Summary: Post-episode story for Inauguration: Over There
Spoiler: Inauguration: Over There
Feedback: Greatly Appreciated

"Can I help you carry one of those plates?" Will pushed up his glasses and
gave a tentative smile to the woman with long blonde hair in a green silk halter
dress.
"That would be most kind of you. I may have accumulated a few too many food
items to safely traverse this crowded room without scattering crab puffs hither
and yon. You probably don't have any idea who I am since I work in the steampipe
distribution center in the basement, but I've seen you in the Mess. My name is
Ainsley Hayes."
"Uh, right. I'm Will Bailey. I helped Toby write the Inaugural address."
"I most certainly know who you are Mr. Bailey. I was most impressed with the
speech, although I must admit that some of my fellow Republicans want to kick
your..."
"I understand," he quickly answered, taking two of the three small plates
that Ainsley was balancing in her arms and glancing around. "There are quite a
few Democrats who feel the same way. Where are you sitting?"
"I haven't decided yet." Ainsley beamed at him. "Would you care to join me?
You and your date of course."
"I don't... I came with Toby and Josh."
"Oh. Well are you planning to sit with them?"
"Not especially. I've been sitting with, uh... on them for the past
hour."
"I beg your pardon?"
"Never mind. It's a long story. How about that table near the French
doors?"
"That's an excellent choice since, despite the sauna-like conditions in my
office, I really prefer fresh air."
"It's kind of a small table - only two chairs. Do you have a date that will
be joining us?"
"No. Unfortunately, my gentleman escort cancelled at the last minute. Chicken
pox was the excuse he proffered, but I think perhaps he's forgotten that he'd
previously used that excuse to explain his absence the night of the election.
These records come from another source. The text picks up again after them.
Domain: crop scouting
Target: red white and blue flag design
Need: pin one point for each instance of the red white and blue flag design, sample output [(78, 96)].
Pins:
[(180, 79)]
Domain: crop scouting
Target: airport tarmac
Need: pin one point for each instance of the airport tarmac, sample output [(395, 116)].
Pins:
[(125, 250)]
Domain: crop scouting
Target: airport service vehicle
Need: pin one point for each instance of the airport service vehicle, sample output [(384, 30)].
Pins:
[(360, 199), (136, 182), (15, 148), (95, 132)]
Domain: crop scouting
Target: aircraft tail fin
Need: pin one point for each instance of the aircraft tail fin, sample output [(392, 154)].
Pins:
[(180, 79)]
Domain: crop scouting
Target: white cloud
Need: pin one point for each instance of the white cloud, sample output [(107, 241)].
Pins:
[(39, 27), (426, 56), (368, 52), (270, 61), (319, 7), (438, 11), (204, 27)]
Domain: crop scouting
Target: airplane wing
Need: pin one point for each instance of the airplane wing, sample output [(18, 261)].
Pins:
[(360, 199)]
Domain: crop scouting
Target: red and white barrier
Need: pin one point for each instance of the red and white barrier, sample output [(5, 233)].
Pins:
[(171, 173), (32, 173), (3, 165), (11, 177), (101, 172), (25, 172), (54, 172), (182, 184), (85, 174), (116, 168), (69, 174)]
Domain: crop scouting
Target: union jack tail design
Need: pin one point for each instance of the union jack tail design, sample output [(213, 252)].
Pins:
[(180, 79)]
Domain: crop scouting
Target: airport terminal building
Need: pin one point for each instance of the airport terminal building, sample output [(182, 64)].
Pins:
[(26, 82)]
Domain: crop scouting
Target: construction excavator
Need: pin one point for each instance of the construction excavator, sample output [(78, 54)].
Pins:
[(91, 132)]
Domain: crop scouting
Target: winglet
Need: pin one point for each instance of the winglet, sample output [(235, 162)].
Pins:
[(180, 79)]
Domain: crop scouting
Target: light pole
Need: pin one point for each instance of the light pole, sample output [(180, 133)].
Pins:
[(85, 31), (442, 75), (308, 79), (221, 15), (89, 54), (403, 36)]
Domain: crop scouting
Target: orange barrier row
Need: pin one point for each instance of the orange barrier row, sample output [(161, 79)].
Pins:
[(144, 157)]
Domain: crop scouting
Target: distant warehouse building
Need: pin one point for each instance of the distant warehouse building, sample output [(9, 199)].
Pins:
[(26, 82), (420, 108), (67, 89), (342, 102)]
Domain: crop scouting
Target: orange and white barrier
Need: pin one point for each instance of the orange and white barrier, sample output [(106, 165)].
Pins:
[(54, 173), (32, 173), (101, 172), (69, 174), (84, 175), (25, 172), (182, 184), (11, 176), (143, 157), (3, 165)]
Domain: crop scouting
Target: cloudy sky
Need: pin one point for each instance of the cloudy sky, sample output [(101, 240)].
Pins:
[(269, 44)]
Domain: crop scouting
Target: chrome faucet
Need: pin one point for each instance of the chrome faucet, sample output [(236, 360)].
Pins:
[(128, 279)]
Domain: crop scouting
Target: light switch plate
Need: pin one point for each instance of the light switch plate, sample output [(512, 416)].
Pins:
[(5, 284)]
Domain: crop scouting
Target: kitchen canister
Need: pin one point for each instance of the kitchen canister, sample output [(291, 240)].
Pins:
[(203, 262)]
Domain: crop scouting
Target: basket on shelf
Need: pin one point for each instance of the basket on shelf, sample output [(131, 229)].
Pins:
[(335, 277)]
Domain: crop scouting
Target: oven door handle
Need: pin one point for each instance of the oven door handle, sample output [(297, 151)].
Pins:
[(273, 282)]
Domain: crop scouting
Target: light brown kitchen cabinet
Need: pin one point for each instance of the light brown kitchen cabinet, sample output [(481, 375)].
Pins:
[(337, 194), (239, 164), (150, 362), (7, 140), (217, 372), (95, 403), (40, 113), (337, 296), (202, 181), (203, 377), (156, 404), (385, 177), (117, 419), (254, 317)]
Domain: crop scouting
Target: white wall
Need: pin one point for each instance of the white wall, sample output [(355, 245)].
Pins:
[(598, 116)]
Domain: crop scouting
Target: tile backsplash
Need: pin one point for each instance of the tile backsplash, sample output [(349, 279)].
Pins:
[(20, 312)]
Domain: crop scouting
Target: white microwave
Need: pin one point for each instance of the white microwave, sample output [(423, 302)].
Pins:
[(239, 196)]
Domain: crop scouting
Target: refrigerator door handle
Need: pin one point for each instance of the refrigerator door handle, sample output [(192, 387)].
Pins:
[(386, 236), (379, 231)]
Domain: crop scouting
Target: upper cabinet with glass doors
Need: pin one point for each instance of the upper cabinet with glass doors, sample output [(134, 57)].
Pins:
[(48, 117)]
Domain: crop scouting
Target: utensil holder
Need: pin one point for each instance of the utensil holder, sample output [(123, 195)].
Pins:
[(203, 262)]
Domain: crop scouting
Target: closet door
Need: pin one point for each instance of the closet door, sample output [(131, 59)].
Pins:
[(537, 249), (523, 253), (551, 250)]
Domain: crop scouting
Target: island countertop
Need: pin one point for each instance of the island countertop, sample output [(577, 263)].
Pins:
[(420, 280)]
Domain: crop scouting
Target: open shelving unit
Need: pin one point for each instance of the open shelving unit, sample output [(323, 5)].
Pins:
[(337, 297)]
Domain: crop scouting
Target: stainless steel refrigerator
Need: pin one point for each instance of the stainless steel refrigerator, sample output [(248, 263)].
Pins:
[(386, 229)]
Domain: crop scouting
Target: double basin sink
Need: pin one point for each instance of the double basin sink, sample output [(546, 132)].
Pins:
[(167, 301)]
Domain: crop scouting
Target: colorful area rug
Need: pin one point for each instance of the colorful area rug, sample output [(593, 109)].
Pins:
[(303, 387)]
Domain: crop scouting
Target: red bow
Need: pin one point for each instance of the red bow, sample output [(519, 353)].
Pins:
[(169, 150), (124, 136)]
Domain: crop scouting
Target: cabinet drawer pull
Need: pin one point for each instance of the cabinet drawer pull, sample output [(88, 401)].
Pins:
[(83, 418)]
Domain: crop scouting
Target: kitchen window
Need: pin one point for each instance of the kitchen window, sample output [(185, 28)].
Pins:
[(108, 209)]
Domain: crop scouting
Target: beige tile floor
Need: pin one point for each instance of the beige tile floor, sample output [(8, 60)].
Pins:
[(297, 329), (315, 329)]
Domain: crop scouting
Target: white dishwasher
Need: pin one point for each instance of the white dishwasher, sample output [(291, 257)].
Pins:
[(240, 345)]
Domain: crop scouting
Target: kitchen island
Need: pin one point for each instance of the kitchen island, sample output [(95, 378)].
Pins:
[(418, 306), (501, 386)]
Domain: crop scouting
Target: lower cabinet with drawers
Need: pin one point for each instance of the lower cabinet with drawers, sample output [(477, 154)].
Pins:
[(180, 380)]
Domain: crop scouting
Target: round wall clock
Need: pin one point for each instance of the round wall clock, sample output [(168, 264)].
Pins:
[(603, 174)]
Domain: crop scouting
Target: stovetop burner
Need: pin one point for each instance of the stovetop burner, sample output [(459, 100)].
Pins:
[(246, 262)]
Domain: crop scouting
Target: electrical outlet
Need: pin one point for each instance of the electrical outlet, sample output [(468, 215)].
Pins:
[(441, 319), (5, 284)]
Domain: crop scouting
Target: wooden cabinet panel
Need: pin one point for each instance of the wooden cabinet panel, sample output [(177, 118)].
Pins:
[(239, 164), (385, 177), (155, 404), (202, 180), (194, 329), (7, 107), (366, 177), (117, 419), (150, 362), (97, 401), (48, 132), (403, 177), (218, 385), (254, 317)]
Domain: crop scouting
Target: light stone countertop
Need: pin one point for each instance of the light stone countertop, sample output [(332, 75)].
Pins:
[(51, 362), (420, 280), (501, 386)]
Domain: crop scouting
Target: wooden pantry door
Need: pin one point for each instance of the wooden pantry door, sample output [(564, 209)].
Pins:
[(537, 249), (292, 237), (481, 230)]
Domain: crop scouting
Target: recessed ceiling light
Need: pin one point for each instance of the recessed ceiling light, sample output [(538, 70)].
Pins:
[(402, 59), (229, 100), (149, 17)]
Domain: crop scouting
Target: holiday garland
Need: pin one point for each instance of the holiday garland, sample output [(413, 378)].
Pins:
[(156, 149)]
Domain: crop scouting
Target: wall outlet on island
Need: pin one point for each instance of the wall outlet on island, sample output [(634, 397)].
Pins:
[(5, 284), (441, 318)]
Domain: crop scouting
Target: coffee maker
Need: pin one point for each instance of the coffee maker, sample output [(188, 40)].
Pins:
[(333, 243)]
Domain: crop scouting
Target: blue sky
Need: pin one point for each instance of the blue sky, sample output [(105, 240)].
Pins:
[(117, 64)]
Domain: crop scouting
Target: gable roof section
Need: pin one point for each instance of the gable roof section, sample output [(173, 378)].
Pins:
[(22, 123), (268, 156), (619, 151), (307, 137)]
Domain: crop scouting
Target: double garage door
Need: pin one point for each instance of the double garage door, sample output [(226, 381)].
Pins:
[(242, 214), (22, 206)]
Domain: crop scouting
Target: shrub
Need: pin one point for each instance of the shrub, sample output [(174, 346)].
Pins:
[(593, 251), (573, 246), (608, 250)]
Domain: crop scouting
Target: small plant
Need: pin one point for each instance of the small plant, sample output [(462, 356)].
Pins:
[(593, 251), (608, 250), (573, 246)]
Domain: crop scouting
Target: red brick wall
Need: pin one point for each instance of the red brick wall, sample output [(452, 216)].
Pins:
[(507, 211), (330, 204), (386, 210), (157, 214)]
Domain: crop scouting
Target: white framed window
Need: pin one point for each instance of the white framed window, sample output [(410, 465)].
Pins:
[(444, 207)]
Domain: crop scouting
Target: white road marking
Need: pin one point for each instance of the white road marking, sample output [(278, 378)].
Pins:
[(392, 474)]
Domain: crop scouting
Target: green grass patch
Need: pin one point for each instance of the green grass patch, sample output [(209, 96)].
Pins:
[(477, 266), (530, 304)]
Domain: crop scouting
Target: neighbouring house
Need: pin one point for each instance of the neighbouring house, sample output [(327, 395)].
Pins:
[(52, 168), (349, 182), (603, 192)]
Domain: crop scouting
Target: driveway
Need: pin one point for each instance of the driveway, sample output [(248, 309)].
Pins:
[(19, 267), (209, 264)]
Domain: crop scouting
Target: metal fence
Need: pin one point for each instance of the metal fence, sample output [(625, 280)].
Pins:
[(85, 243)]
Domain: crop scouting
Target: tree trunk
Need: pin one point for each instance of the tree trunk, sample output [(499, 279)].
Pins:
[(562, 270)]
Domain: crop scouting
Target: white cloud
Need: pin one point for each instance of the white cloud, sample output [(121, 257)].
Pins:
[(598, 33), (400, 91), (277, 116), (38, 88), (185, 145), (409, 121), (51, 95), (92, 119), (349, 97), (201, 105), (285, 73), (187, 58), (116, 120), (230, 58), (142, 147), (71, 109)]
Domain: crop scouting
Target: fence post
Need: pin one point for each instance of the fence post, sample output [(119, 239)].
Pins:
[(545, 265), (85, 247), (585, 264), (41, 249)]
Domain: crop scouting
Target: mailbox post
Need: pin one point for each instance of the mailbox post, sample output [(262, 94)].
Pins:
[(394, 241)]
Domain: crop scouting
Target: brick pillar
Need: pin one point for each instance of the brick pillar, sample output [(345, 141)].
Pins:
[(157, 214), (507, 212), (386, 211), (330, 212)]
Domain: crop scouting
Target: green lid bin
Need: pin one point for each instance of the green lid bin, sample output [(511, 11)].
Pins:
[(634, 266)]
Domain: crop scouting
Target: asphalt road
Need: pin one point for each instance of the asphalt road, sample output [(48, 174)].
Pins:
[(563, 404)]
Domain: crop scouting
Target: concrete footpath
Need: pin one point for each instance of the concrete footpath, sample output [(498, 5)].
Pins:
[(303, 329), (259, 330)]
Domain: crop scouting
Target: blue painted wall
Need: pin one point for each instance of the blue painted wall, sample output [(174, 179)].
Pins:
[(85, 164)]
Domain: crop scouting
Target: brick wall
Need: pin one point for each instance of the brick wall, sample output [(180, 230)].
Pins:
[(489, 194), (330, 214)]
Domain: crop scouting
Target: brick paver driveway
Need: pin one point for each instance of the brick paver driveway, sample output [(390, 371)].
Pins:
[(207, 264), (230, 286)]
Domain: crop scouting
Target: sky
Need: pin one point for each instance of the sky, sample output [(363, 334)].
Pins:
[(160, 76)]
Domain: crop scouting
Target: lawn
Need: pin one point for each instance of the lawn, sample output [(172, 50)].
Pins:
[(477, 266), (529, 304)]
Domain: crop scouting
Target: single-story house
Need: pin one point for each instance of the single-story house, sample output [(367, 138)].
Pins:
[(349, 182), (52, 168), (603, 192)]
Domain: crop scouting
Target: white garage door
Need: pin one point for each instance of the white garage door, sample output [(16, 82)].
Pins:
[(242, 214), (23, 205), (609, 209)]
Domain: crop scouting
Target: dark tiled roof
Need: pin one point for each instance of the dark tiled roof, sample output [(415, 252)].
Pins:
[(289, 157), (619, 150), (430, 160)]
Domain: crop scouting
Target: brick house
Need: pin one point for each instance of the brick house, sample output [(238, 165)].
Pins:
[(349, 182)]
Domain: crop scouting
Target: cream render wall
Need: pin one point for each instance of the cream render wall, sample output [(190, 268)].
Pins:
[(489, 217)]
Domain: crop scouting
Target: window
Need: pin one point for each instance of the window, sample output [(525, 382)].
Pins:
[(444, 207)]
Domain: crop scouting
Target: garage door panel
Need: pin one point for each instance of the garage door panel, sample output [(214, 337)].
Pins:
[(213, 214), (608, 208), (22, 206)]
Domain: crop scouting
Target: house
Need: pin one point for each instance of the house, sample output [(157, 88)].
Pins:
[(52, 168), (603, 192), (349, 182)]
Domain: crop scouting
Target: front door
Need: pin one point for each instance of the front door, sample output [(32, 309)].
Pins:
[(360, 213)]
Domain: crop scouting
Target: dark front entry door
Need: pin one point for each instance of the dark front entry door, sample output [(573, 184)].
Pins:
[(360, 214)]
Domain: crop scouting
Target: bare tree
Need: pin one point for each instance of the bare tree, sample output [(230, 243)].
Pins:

It
may be that I am becoming too jaded, but don't you consider that it's highly
unlikely that a forty-year old man would succumb to the same childhood disease
twice within the last three months?"
"Uh. It does sound dubious. Possibly he's not interested in attending these
types of parties?"
"Yes, to my great dismay, I think his reluctance to escort me to these
functions has more to do with his being a Republican than any viral infection. I
find that to be a typical response among my circle of acquaintances, especially
among the eligible men I know."
"Perhaps you should widen your circle of acquaintances."
"I might do that." She smiled coyly at him. "How's your health?"
Will blushed and responded, "Excellent and I've been vaccinated against
chicken pox, measle, mumps, and malaria. But, in the interests of full
disclosure and realizing that such might affect my eligibility, I feel it only
fair to inform you that I'm a Democrat and, as of today, unemployed."
"Thank you for your candor, but during the last two years, I've grown quite
fond of Democrats and this is an excellent place to start your job search. Do
you dance?"
"Not well enough to earn my living at it."
Ainsley giggled.
Will blushed again. "Oh, you meant... Yes, I dance and I'd be honored to
dance with you. In fact I don't think I could say no to anything you asked me to
do."
"That's a lovely trait and one I intend to encourage. Let me fortify myself
with some of these crab puffs and we'll take a spin around the room."
Setting the full plates on the table, Will pulled out a chair for her. "I
have a feeling that this evening alone may make up for the less than optimal
experiences I've had while working in the West Wing." As she sat down, he
glanced at her sandaled feet. "And can I just add for the record that those are
particularly lovely shoes you're wearing. How do you feel about Rice Krispies
Treats?"

Charlie was watching for him. When he came to the ballroom door, Charlie made
his way over to stand next to him.
"It's done. He's in there alone."
Charlie grinned. "Here's the twenty I promised you." He handed the elderly
janitor a folded twenty dollar bill. "I've got another one for you if he's stuck
in there for awhile."
The old man pocketed the cash and chuckled. "No problem. I'll break the key
off in the lock. A man my age - hell, it'll take me twenty minutes just to
remember where I keep my tools."
"And the sprinkler will only go off in this one bathroom?"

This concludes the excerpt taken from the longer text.